January 5, 2022
By Leslie Hunter Cario
Searching for native plants has been a constant theme in my life. It started in high school biology class with a scavenger hunt that involved locating certain plants native to southwestern Pennsylvania and either photographing details or collecting leaves or seeds. Throughout college and afterwards, there were various plant identification and ecology classes where native plants were sought to illustrate in detail, or to document as components of a plant community. A greenhouse assistant position with Ernst Conservation Seeds was not limited to growing plants in the greenhouses, but rather included many, many days in the field where permission had been granted to search for ripe seeds of native species, collect those seeds, and work on their cleaning and storage. Moving on to operate a native plant nursery led to nearly fifteen years of locating and collecting seed and seasons of trialing new species to broaden the offerings. For the past eight years working as a horticultural consultant, I’ve assisted a native public garden with locating seeds to collect and grow, mapping specimen plants throughout the grounds, and sourcing plants for both gardens and plant sales. Many other restoration, commercial, and residential projects have required the search for native plants and a broader base of native plant suppliers. The past few years have offered broader search opportunities while identifying high wildlife value species suitable for projects throughout the country, as well as locating growers who can supply these critical native species. Seeking out and learning about native plants has been and will continue to be a life-long interest.
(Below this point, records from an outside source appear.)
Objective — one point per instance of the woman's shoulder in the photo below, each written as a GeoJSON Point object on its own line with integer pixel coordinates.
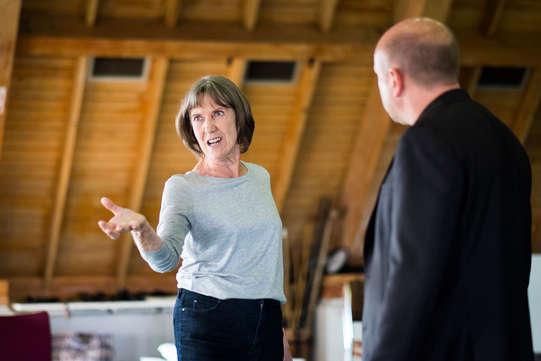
{"type": "Point", "coordinates": [256, 168]}
{"type": "Point", "coordinates": [181, 181]}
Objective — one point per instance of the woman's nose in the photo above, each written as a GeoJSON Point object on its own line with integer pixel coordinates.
{"type": "Point", "coordinates": [210, 125]}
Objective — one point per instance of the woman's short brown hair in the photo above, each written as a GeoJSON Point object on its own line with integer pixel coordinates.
{"type": "Point", "coordinates": [225, 93]}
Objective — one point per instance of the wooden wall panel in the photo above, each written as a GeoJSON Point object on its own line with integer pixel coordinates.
{"type": "Point", "coordinates": [503, 103]}
{"type": "Point", "coordinates": [170, 156]}
{"type": "Point", "coordinates": [103, 165]}
{"type": "Point", "coordinates": [371, 13]}
{"type": "Point", "coordinates": [533, 147]}
{"type": "Point", "coordinates": [520, 16]}
{"type": "Point", "coordinates": [34, 135]}
{"type": "Point", "coordinates": [328, 140]}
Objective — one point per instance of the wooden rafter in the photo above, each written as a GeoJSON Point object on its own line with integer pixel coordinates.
{"type": "Point", "coordinates": [153, 104]}
{"type": "Point", "coordinates": [531, 97]}
{"type": "Point", "coordinates": [172, 12]}
{"type": "Point", "coordinates": [375, 143]}
{"type": "Point", "coordinates": [69, 287]}
{"type": "Point", "coordinates": [91, 12]}
{"type": "Point", "coordinates": [57, 216]}
{"type": "Point", "coordinates": [308, 77]}
{"type": "Point", "coordinates": [251, 13]}
{"type": "Point", "coordinates": [64, 37]}
{"type": "Point", "coordinates": [435, 9]}
{"type": "Point", "coordinates": [61, 36]}
{"type": "Point", "coordinates": [10, 10]}
{"type": "Point", "coordinates": [493, 15]}
{"type": "Point", "coordinates": [236, 70]}
{"type": "Point", "coordinates": [327, 9]}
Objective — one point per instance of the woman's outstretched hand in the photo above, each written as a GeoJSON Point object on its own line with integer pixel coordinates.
{"type": "Point", "coordinates": [124, 220]}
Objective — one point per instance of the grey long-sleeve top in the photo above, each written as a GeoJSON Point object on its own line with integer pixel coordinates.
{"type": "Point", "coordinates": [228, 233]}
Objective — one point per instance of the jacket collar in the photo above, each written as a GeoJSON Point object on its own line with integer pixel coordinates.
{"type": "Point", "coordinates": [448, 97]}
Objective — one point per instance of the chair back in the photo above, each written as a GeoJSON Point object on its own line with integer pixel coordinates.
{"type": "Point", "coordinates": [25, 337]}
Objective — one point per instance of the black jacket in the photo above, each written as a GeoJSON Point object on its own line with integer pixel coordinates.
{"type": "Point", "coordinates": [448, 248]}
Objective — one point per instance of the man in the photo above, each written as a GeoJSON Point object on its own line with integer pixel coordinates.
{"type": "Point", "coordinates": [447, 251]}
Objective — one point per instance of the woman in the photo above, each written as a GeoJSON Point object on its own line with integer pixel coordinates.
{"type": "Point", "coordinates": [220, 222]}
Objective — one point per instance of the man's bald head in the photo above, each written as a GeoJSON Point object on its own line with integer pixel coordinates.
{"type": "Point", "coordinates": [423, 49]}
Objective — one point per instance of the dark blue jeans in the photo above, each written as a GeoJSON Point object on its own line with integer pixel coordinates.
{"type": "Point", "coordinates": [210, 329]}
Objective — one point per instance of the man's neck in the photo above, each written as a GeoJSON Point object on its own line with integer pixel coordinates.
{"type": "Point", "coordinates": [423, 97]}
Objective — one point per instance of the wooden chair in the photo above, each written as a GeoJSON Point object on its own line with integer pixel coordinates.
{"type": "Point", "coordinates": [25, 337]}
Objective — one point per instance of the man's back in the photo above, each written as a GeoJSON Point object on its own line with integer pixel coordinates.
{"type": "Point", "coordinates": [493, 263]}
{"type": "Point", "coordinates": [449, 248]}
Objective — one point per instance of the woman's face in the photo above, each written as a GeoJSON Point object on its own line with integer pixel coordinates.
{"type": "Point", "coordinates": [215, 129]}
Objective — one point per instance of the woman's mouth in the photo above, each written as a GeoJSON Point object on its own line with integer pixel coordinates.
{"type": "Point", "coordinates": [214, 141]}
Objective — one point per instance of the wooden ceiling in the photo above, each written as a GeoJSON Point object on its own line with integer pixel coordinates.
{"type": "Point", "coordinates": [67, 139]}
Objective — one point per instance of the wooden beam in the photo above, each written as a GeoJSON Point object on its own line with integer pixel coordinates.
{"type": "Point", "coordinates": [493, 14]}
{"type": "Point", "coordinates": [70, 287]}
{"type": "Point", "coordinates": [308, 77]}
{"type": "Point", "coordinates": [172, 12]}
{"type": "Point", "coordinates": [10, 10]}
{"type": "Point", "coordinates": [374, 146]}
{"type": "Point", "coordinates": [251, 13]}
{"type": "Point", "coordinates": [435, 9]}
{"type": "Point", "coordinates": [62, 36]}
{"type": "Point", "coordinates": [148, 133]}
{"type": "Point", "coordinates": [327, 9]}
{"type": "Point", "coordinates": [531, 97]}
{"type": "Point", "coordinates": [91, 12]}
{"type": "Point", "coordinates": [236, 69]}
{"type": "Point", "coordinates": [78, 88]}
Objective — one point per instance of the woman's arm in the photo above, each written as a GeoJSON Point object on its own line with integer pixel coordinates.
{"type": "Point", "coordinates": [126, 220]}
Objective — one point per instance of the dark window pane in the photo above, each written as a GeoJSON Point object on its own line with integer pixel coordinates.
{"type": "Point", "coordinates": [270, 71]}
{"type": "Point", "coordinates": [501, 77]}
{"type": "Point", "coordinates": [118, 67]}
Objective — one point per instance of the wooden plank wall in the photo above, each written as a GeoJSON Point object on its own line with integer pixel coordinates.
{"type": "Point", "coordinates": [39, 110]}
{"type": "Point", "coordinates": [111, 130]}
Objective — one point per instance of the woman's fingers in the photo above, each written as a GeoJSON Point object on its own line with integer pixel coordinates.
{"type": "Point", "coordinates": [106, 228]}
{"type": "Point", "coordinates": [110, 205]}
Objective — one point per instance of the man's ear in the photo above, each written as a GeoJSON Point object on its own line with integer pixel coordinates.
{"type": "Point", "coordinates": [396, 79]}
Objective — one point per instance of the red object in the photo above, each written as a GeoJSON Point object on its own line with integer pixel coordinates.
{"type": "Point", "coordinates": [25, 337]}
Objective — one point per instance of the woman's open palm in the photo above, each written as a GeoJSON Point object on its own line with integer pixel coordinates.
{"type": "Point", "coordinates": [124, 219]}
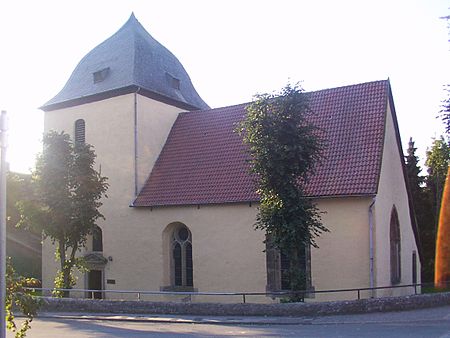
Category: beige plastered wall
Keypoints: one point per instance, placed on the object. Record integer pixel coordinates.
(110, 128)
(392, 191)
(342, 259)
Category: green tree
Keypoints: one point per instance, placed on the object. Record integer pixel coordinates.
(67, 198)
(284, 148)
(26, 263)
(19, 296)
(424, 212)
(437, 161)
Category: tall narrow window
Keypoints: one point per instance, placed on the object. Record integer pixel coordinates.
(80, 137)
(414, 267)
(97, 239)
(182, 267)
(395, 247)
(279, 265)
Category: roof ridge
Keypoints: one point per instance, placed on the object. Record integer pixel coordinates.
(348, 86)
(305, 92)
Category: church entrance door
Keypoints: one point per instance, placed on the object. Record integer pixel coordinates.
(95, 282)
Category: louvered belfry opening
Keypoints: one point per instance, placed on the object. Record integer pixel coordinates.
(80, 132)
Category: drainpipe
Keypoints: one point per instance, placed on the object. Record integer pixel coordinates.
(371, 248)
(135, 144)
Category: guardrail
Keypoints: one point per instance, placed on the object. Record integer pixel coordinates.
(275, 294)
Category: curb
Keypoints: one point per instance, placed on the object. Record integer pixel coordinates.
(290, 310)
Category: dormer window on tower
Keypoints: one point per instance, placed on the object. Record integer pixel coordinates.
(100, 75)
(173, 81)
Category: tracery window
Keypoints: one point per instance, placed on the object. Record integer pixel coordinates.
(182, 267)
(97, 239)
(395, 247)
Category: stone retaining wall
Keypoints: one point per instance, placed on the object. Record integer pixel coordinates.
(217, 309)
This connection with native plants made involvement with the Chesapeake Conservation Landscaping Council a natural fit. Of course, one of CCLC’s Eight Essential Elements promotes the use of native plants for landscaping, among other sustainable landscaping practices. Joining the steering committee and helping with the first conference led to various other committee and board officer roles over the past fifteen years, as well as assistance with developing the Chesapeake Bay Landscape Professional certification. As the current secretary of CCLC’s board, member of the CBLP’s steering committee, and Level 2 certified CBLP, I am proud to be part of this non-profit organization that helps bring greater awareness of and implementation of ecological practices throughout the mid-Atlantic. I’ve been drawn to CCLC to be a part of learning, developing, and sharing these concepts to the broader landscape community and all who benefit from this type of work. At one point, I helped to develop and present a CBLP workshop about sourcing native plants, which was expanded and presented in virtual format this past year. To take this one step further, I wanted to mention, or remind those of you who have attended, of a super opportunity that is right around the corner.
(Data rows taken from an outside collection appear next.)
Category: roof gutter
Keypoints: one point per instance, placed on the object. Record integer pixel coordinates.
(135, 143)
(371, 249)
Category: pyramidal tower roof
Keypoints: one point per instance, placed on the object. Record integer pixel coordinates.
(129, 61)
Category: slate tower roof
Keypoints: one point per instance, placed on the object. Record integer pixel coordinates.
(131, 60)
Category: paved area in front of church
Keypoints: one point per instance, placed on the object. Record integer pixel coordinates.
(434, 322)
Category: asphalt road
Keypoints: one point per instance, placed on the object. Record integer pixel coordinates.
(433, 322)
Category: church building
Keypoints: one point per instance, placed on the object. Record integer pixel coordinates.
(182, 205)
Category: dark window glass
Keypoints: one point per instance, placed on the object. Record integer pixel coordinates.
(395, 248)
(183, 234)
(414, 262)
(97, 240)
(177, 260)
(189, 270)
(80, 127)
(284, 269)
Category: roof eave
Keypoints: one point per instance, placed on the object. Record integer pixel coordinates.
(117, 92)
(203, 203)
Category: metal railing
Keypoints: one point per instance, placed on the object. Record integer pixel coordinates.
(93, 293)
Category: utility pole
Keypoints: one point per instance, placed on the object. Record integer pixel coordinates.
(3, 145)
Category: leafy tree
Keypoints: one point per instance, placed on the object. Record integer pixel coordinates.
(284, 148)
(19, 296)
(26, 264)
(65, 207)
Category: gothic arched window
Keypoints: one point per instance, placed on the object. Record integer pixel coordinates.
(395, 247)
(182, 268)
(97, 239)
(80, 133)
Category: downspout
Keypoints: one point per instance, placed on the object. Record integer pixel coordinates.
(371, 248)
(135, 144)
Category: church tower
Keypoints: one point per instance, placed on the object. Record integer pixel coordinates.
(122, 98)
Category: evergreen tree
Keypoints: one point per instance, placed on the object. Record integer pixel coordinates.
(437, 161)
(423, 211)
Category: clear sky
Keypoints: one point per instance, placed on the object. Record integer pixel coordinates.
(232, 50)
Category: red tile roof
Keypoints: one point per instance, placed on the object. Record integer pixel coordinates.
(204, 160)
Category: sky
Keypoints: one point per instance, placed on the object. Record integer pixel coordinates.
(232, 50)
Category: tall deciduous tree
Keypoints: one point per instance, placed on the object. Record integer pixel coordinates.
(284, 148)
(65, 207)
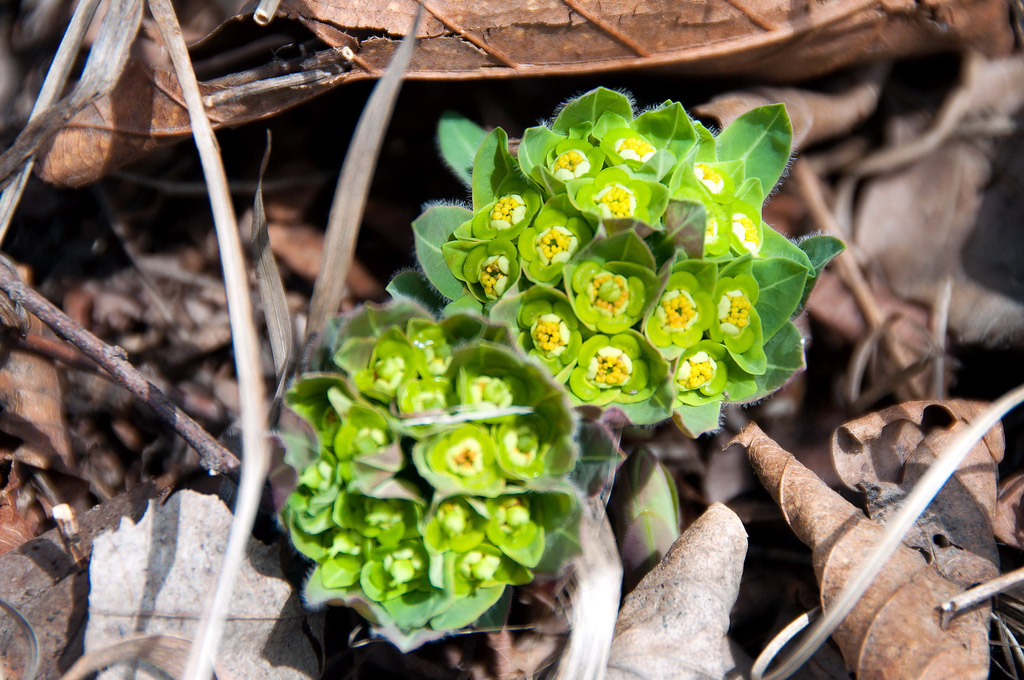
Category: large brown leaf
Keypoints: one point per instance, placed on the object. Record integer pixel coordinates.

Visiting the Mid-Atlantic Nursery Trade (MANTS) show at the Baltimore Convention Center is one of the best ways to meet growers and learn more about the plants and services they provide. With several hundred nurseries and greenhouses on display, some growing all native plants and others who include natives, you are sure to find some great options to work with. It’s not just about picking up the catalogs and seeing the displays, but more importantly about talking with the people representing these operations to really get a sense of how everyone can work together. Asking about future availability, order lead time, and contract growing will help to understand which places are a good fit with your needs and establish a relationship. If you are already working together, it is a good time to reconnect, particularly at a time when plants are in high demand and availability is tight. I hope that you will find all the native plants that you are seeking!
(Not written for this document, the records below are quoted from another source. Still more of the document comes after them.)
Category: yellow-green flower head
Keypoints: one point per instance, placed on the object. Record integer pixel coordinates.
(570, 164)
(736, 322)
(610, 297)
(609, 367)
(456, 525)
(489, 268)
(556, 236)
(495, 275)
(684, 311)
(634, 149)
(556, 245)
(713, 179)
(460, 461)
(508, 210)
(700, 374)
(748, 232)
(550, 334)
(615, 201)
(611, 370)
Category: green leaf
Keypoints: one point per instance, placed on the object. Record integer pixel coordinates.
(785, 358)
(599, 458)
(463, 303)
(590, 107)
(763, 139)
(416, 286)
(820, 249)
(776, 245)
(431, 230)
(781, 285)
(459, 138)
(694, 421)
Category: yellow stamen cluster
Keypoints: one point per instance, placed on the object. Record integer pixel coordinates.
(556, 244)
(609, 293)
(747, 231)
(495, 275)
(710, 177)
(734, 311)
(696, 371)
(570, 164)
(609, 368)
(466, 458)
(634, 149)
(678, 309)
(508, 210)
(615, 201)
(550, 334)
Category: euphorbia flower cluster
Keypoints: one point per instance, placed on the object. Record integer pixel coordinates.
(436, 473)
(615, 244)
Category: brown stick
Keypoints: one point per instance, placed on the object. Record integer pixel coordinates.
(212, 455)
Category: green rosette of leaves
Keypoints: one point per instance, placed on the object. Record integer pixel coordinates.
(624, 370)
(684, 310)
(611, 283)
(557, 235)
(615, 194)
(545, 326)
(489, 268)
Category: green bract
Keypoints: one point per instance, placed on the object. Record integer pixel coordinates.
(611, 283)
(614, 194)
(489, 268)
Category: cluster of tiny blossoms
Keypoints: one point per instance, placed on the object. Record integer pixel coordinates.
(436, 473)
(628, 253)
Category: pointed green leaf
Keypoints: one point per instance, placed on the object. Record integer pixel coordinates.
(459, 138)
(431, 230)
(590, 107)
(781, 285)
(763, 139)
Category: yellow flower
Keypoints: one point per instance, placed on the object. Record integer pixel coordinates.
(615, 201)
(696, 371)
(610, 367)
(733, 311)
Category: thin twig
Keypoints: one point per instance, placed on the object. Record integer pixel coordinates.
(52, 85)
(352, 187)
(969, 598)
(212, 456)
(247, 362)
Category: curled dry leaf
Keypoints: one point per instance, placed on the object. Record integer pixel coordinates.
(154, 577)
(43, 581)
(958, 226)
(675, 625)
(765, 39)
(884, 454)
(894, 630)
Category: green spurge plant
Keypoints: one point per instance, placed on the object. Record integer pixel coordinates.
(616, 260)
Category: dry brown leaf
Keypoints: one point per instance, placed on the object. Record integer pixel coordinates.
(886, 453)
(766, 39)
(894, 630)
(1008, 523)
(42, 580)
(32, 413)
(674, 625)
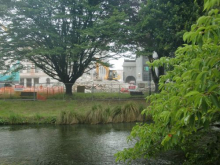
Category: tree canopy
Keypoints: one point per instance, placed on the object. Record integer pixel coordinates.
(189, 102)
(61, 37)
(159, 26)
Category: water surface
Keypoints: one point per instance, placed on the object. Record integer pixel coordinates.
(74, 144)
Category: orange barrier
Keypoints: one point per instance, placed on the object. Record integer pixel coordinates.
(39, 97)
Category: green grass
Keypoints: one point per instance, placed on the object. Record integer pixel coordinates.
(76, 96)
(68, 112)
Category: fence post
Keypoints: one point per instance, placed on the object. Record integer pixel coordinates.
(92, 90)
(4, 91)
(119, 93)
(63, 92)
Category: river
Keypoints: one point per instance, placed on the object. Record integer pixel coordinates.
(63, 144)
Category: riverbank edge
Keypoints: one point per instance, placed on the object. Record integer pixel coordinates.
(96, 114)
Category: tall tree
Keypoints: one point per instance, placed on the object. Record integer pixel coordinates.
(159, 26)
(186, 112)
(61, 37)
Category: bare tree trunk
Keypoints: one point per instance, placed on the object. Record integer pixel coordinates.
(69, 88)
(156, 78)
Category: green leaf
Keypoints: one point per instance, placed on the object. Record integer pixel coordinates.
(192, 93)
(215, 100)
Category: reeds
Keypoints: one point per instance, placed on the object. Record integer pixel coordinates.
(68, 117)
(98, 114)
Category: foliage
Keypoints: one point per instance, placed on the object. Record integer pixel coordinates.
(159, 26)
(61, 37)
(189, 101)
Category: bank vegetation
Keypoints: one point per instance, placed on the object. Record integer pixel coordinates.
(71, 112)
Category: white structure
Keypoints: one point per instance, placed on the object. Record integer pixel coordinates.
(136, 70)
(31, 75)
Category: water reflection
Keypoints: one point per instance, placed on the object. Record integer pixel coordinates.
(77, 144)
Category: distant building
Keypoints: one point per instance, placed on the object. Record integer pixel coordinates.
(32, 75)
(136, 70)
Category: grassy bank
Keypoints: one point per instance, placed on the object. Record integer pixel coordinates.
(70, 112)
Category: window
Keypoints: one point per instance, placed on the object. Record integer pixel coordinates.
(29, 83)
(36, 80)
(21, 81)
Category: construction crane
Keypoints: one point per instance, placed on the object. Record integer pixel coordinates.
(110, 73)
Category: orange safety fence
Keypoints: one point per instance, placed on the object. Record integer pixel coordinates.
(45, 90)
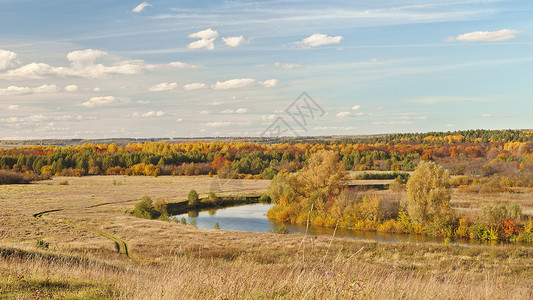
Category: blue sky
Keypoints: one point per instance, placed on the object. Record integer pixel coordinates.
(97, 69)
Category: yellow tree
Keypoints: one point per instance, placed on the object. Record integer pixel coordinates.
(428, 192)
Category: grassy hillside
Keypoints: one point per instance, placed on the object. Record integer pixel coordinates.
(81, 223)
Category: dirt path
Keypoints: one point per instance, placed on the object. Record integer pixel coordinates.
(121, 245)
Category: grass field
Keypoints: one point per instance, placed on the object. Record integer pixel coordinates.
(84, 221)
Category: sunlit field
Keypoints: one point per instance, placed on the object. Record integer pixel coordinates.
(167, 260)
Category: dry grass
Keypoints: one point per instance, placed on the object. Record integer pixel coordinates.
(174, 261)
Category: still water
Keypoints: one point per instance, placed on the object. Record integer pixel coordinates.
(253, 218)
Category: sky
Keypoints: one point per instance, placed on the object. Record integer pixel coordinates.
(125, 68)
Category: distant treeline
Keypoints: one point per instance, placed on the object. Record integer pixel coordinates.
(400, 152)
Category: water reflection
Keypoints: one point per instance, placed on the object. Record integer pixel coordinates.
(253, 218)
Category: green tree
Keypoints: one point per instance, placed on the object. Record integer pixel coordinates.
(428, 192)
(145, 209)
(193, 198)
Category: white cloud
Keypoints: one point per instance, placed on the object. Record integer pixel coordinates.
(15, 91)
(7, 59)
(495, 116)
(71, 88)
(32, 71)
(84, 57)
(236, 111)
(19, 91)
(269, 83)
(52, 88)
(445, 99)
(319, 39)
(243, 83)
(234, 41)
(99, 101)
(199, 44)
(164, 86)
(141, 7)
(487, 36)
(152, 114)
(393, 123)
(206, 39)
(194, 86)
(206, 34)
(287, 66)
(218, 124)
(344, 114)
(182, 65)
(82, 64)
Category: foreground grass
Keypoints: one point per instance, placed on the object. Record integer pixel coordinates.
(174, 261)
(376, 271)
Mid-Atlantic Nursery Trade Show (MANTS) – January 5-7, 2022, Baltimore, MD
As the principal of Chesapeake Horticultural Services, LLC, Leslie works as an independent horticultural consultant. She offers an ecological perspective by incorporating her training in environmental sciences into practice on both agricultural and landscape conservation initiatives. Previously she operated a native plant nursery with a focus on wetland species for conservation and restoration projects and worked for a major seed supplier. Leslie is a graduate of the LEAD Maryland Foundation fellowship, where she took part in extensive training in agricultural and natural resource leadership. Additionally, she serves as a Board Advisor to the Chesapeake Conservation Landscaping Council and Steering Committee Member/Technical Advisor for the Chesapeake Bay Landscape Professional certification initiative.